To establish the prevalence of coeliac disease in the general population and in specific conditions, such as irritable bowel syndrome, iron deficiency anaemia, fatigue and other coeliac-related conditions.

METHODS:

Primary-care-based cross-sectional study using immunoglobulins, IgA/IgG antigliadin antibodies and endomysial antibodies to initially recognize coeliac disease. A total of 1200 volunteers were recruited from January 1999 to June 2001 from five general practices in South Yorkshire, UK. Any participant with a positive IgA antigliadin antibody, positive endomysial antibody, or only IgG antigliadin antibody in the presence of IgA deficiency was offered a small-bowel biopsy to confirm the diagnosis of coeliac disease.

RESULTS:

Twelve new cases of coeliac disease were diagnosed from 1200 samples.

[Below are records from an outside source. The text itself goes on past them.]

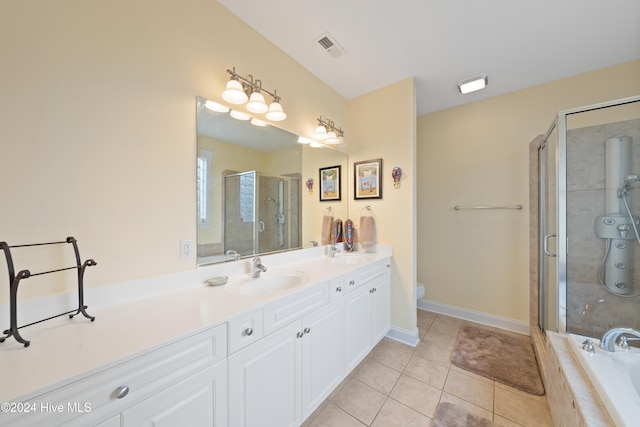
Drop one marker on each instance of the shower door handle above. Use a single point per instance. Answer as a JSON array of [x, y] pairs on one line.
[[545, 246]]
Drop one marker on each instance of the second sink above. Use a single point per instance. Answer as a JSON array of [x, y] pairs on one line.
[[267, 283]]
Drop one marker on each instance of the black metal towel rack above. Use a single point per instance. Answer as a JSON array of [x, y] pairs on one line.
[[14, 281]]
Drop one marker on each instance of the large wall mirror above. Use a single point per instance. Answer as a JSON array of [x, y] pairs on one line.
[[251, 190]]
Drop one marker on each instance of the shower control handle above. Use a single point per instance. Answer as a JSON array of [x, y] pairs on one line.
[[545, 246], [623, 229]]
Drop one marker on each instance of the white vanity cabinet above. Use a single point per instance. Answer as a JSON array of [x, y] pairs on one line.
[[144, 388], [199, 400], [367, 311], [281, 379]]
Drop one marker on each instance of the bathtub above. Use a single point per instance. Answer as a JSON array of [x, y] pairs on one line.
[[616, 378]]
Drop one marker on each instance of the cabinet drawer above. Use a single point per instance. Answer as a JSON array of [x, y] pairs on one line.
[[285, 311], [337, 287], [96, 396], [244, 330]]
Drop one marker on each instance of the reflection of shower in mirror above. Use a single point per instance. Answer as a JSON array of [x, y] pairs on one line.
[[619, 227]]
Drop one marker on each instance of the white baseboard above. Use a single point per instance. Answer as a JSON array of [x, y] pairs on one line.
[[475, 316], [411, 338]]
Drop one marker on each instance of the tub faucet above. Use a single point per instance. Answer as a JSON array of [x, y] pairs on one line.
[[609, 338], [257, 268]]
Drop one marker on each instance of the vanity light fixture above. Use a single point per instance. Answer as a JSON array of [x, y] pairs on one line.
[[473, 84], [242, 89], [239, 115], [327, 132]]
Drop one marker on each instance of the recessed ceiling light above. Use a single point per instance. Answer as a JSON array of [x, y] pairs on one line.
[[473, 84]]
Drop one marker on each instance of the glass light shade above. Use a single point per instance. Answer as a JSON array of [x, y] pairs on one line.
[[332, 138], [256, 103], [215, 106], [234, 93], [473, 84], [239, 115], [258, 122], [320, 133], [275, 112]]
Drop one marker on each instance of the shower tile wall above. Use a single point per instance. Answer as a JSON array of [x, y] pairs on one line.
[[591, 309]]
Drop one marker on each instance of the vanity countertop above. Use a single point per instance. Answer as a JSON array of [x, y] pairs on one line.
[[154, 313]]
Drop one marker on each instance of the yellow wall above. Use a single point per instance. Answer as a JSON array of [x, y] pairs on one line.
[[383, 126], [477, 154], [98, 130]]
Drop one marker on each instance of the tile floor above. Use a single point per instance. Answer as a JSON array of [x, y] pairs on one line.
[[399, 385]]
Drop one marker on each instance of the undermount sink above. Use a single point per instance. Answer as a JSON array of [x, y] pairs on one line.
[[346, 258], [267, 283]]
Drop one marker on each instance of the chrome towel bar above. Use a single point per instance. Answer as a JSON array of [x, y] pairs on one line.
[[458, 208]]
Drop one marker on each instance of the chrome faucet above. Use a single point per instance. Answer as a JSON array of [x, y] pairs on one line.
[[333, 250], [236, 255], [609, 338], [257, 268]]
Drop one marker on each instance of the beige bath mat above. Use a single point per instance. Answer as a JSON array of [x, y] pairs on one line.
[[506, 358], [451, 415]]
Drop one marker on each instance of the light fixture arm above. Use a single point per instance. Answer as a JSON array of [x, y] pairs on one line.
[[250, 85]]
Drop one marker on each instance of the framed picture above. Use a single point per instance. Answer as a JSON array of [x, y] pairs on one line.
[[330, 183], [367, 177]]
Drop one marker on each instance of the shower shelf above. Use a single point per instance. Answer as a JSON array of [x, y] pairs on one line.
[[14, 281]]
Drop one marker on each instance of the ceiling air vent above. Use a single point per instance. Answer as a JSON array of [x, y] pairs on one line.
[[330, 45]]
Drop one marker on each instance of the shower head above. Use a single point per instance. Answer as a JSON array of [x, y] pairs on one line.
[[630, 179]]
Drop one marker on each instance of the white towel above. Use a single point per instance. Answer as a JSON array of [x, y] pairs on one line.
[[366, 232], [327, 229]]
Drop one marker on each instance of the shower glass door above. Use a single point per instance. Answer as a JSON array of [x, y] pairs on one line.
[[547, 216]]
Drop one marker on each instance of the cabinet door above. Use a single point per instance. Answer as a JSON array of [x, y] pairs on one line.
[[381, 308], [265, 381], [357, 310], [322, 354], [199, 400]]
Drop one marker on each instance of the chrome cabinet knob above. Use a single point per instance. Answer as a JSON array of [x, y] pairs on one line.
[[121, 391]]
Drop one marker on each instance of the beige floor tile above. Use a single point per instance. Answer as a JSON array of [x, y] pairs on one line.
[[448, 319], [360, 400], [396, 345], [473, 409], [470, 389], [315, 413], [394, 414], [443, 340], [333, 416], [503, 422], [425, 371], [424, 314], [417, 395], [527, 411], [378, 376], [392, 356], [433, 353]]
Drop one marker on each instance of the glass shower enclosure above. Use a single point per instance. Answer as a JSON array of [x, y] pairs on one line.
[[261, 213], [589, 220]]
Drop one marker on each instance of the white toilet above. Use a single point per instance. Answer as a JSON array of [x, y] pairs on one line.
[[419, 291]]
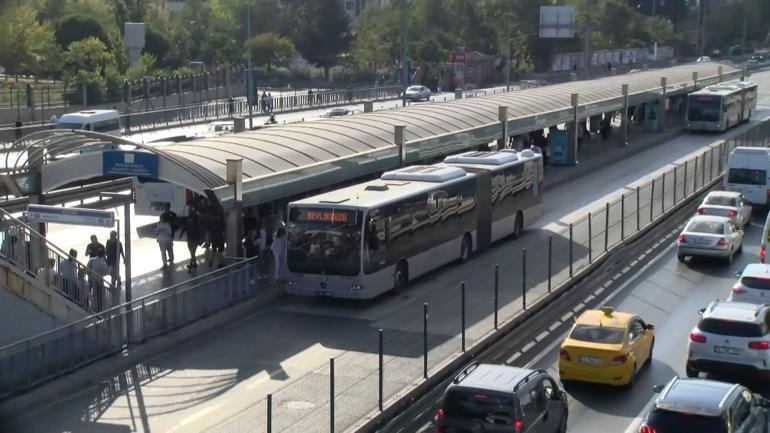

The prevalence of coeliac disease in this primary care population sample is 1% (95% CI 0.4-1.3%). The prevalence of coeliac disease was 3.3% (4/123) in participants with irritable bowel syndrome, 4.7% (3/64) in participants with iron deficiency anaemia, and 3.3% (3/92) in participants with fatigue.

CONCLUSIONS:

This study describes the prevalence of undiagnosed adult coeliac disease in primary care patients with irritable bowel syndrome, iron deficiency anaemia and fatigue. Underdiagnosis of coeliac disease is common in primary care. A case-finding approach would avoid delays in diagnosis and the associated morbidity or potential complications of coeliac disease. A low threshold for serological screening of patients with coeliac-associated symptoms or conditions would be an optimal strategy.